The National Landlords Association is calling for Liverpool City Council to postpone the launch of a citywide licensing scheme due to go live on 1 April, saying that "the current application process would put every landlord in Liverpool in breach of the law".
The NLA claims that the current online application process provided by the council does not meet with legal requirements to allow landlords to comply with the new scheme. This would make landlords guilty of failing to obtain a licence and restrict their ability to regain possession of a property, which is a breach of the European Convention on Human Rights.
After seeking legal advice from Anthony Gold Solicitors, the NLA has challenged the council to provide a solution or to postpone the go-live date so that landlords are not unnecessarily criminalised.
From 1 April it will be a legal requirement for all private residential landlords in the city to have a five-year licence for each of their rented properties.

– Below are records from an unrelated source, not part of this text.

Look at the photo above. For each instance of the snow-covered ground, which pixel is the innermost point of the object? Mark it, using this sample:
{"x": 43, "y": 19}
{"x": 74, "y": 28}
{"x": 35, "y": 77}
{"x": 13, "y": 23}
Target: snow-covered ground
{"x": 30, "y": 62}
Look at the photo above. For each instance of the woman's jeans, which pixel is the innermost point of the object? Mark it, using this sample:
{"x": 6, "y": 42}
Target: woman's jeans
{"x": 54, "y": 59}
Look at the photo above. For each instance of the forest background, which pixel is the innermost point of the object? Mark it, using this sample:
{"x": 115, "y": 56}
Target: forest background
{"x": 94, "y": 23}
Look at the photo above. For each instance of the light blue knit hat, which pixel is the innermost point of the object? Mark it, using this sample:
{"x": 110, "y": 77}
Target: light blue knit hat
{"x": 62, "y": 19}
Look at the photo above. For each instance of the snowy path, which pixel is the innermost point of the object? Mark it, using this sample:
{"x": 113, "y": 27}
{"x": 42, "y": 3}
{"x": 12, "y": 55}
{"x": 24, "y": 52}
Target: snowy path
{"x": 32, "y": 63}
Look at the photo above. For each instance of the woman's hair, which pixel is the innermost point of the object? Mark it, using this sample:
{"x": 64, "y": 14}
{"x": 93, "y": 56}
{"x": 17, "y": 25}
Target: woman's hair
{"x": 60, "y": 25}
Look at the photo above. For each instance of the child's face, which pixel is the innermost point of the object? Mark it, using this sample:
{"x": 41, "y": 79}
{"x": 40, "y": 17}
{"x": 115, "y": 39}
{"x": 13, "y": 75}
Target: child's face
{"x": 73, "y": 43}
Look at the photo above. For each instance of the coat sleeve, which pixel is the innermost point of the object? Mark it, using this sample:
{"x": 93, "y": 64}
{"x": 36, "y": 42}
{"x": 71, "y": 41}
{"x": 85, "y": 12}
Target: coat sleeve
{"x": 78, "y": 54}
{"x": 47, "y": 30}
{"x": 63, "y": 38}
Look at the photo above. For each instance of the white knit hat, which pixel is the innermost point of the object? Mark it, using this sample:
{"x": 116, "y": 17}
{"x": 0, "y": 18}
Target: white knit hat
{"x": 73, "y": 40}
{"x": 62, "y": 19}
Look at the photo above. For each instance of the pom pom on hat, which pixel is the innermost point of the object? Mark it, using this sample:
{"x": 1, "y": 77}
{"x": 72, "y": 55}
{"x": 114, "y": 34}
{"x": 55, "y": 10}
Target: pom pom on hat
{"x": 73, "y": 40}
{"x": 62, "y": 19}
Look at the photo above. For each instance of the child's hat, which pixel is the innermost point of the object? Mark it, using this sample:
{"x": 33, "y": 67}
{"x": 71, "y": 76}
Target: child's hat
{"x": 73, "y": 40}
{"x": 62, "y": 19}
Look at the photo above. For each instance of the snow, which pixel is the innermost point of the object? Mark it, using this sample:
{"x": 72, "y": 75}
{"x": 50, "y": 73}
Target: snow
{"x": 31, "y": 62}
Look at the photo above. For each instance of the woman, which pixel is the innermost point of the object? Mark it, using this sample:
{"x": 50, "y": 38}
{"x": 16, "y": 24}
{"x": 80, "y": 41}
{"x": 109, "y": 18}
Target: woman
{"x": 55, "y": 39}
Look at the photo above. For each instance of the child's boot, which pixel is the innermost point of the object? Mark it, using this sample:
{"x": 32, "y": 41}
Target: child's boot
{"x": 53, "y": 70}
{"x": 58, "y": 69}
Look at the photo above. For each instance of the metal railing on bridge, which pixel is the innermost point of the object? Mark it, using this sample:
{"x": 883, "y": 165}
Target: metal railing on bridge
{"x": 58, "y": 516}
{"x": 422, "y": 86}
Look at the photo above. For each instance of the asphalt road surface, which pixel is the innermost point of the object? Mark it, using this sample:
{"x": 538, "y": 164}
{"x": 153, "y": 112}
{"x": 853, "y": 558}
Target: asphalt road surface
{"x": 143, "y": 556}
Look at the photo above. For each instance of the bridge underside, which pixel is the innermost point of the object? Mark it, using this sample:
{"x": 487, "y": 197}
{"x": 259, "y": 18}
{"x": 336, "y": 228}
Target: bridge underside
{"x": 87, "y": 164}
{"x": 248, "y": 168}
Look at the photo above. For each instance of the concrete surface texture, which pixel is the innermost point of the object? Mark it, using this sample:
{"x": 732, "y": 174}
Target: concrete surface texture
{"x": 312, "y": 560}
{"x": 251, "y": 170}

Landlords are being told to go online and complete the first part of the application process at www.liverpool.gov.uk/landlordlicensing before 1 April, including their contact details and the properties they intend to licence.
The licence fee will cost £400 for each property and landlords with more than one property will pay £350 for each additional home.
Members of an accredited or co-regulation scheme approved by the council such as CLASS will pay £200 for each property to recognise that they are already a good landlord.
The NLA first alerted the council to issues with the application process on 19 March, after which the council issued a downloadable application form which landlords can fill out and return.
Richard Lambert, chief executive of the NLA, said: "As things stand, we're strongly advising landlords to avoid the online registration route at all costs and to instead download an application form and fill it out manually in order to escape being put at risk.
"However, we've again written to Liverpool City Council on 23 March to demand that they implement an operational online application process immediately or postpone the launch of the scheme until they can provide a legal way for landlords to comply."
The NLA said that it is currently awaiting further response from the council.
In response to the NLA, Cllr Ann O'Byrne, cabinet member for housing at Liverpool City Council, said: "The process has been designed to make it as easy as possible for landlords to apply and we took into account feedback from organisations including the NLA. We have now amended the procedure to give landlords the choice of completing the entire application process by 1 April, or doing it in two stages. Preparations for the introduction of the scheme on 1 April are on track, and more than half of all landlords in Liverpool have now commenced the application process.
"Any landlord who has not started the application process should do so as soon as possible. Our scheme was fully consulted on and has been endorsed by tenant's rights groups including Shelter and Generation Rent."
In a statement, the council said that its legal advice was that a landlords could apply for an exemption to licensing if they are trying to repossess a property.
The NLA is an organisation for private-residential landlords. It works with over 57,000 landlords, of which 26,500 are paying members, ranging from full-time landlords with large property portfolios to those with just a single letting.